As I walked toward them, the one with the striped hat stopped and looked at me, then elbowed his friend. I wasn’t wearing anything special, just a pair of hip-hugger jeans, a t-shirt, my hair down, not wearing much makeup, but I recognized the look on their faces.
“Hey pretty lady!” the one with the spikes called. I smiled, flattered. It was nice knowing that someone thinks you are attractive. They rolled over to me on their skateboards.
“Sup, what’cha need?” the one with the hat asked, and the one with spikes eyed me appraisingly.
“I was just wondering if I could borrow a lighter. Do you guy’s have one?” I asked pleasantly.
“Sure, here ya go.” The one with the spikes said immediately, shoving his hand into his pocket and producing a red lighter. Just what I need.
“What are you gunna burn?” the one with the hat asked curiously.
“A shirt, nothing special. Thanks for letting me borrow it.” I said graciously.
“Do you live here?” Spike said.
“No, I just moved in with Miss Heaton.” I said, jerking my thumb over my shoulder “She’s my foster mother.” I saw the change in their eyes when they realized I was a foster child.
“Why are you a foster kid?” Hat asked sympathetically.
“My dad disappeared.” I said, my throat feeling tight, “I’ll be right back with your lighter.” I added shortly, and spun on my heel, lighter in hand.

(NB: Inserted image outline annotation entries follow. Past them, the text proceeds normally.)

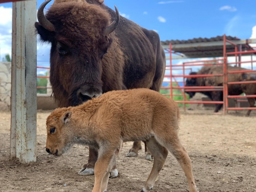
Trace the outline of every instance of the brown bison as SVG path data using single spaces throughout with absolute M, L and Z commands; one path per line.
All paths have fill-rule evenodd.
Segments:
M 98 149 L 93 192 L 107 191 L 108 176 L 122 142 L 142 140 L 154 162 L 143 192 L 153 189 L 170 151 L 198 192 L 191 161 L 178 136 L 180 112 L 174 101 L 148 89 L 113 91 L 76 107 L 55 110 L 47 120 L 46 151 L 58 156 L 74 144 Z
M 166 60 L 157 33 L 120 17 L 102 0 L 58 0 L 44 15 L 49 1 L 38 9 L 35 26 L 41 41 L 51 44 L 50 82 L 59 107 L 76 106 L 113 90 L 160 90 Z M 127 156 L 137 156 L 140 143 L 134 142 Z M 97 156 L 90 147 L 79 175 L 94 174 Z M 111 177 L 117 175 L 114 166 Z
M 236 67 L 228 66 L 228 71 L 247 70 L 247 69 Z M 223 74 L 223 67 L 220 65 L 207 66 L 202 67 L 198 73 L 192 72 L 189 75 L 216 74 Z M 256 75 L 253 73 L 231 73 L 228 75 L 228 82 L 239 81 L 255 81 Z M 223 86 L 223 77 L 206 77 L 199 78 L 187 78 L 185 86 Z M 256 84 L 238 84 L 228 85 L 229 95 L 238 95 L 243 93 L 246 95 L 256 94 Z M 192 98 L 195 92 L 189 91 L 186 93 Z M 202 91 L 201 93 L 207 96 L 211 99 L 215 101 L 223 101 L 222 91 Z M 248 101 L 251 107 L 253 107 L 255 102 L 255 98 L 248 98 Z M 216 104 L 215 112 L 218 112 L 222 107 L 222 104 Z M 248 111 L 247 116 L 249 116 L 251 110 Z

I walked through the grass worriedly, and kicked the shirt out of the metal box. I squatted by the shirt and flicked the lighter on. I swallowed and stared at the flame that flickered in my hand. It was the shape of a large teardrop, a dark orange at the bottom the slowly fading to lighter shades until it was a golden yellow.
I stared at the flame, then at the filthy shirt that sat in a sad lump on the cement, abused and battered. I frowned and turned the lighter off then stared at the shirt for what felt like minutes, not thinking.
I wiped the tears off my cheek with the heel of my hand and went back to Spike to give him his lighter.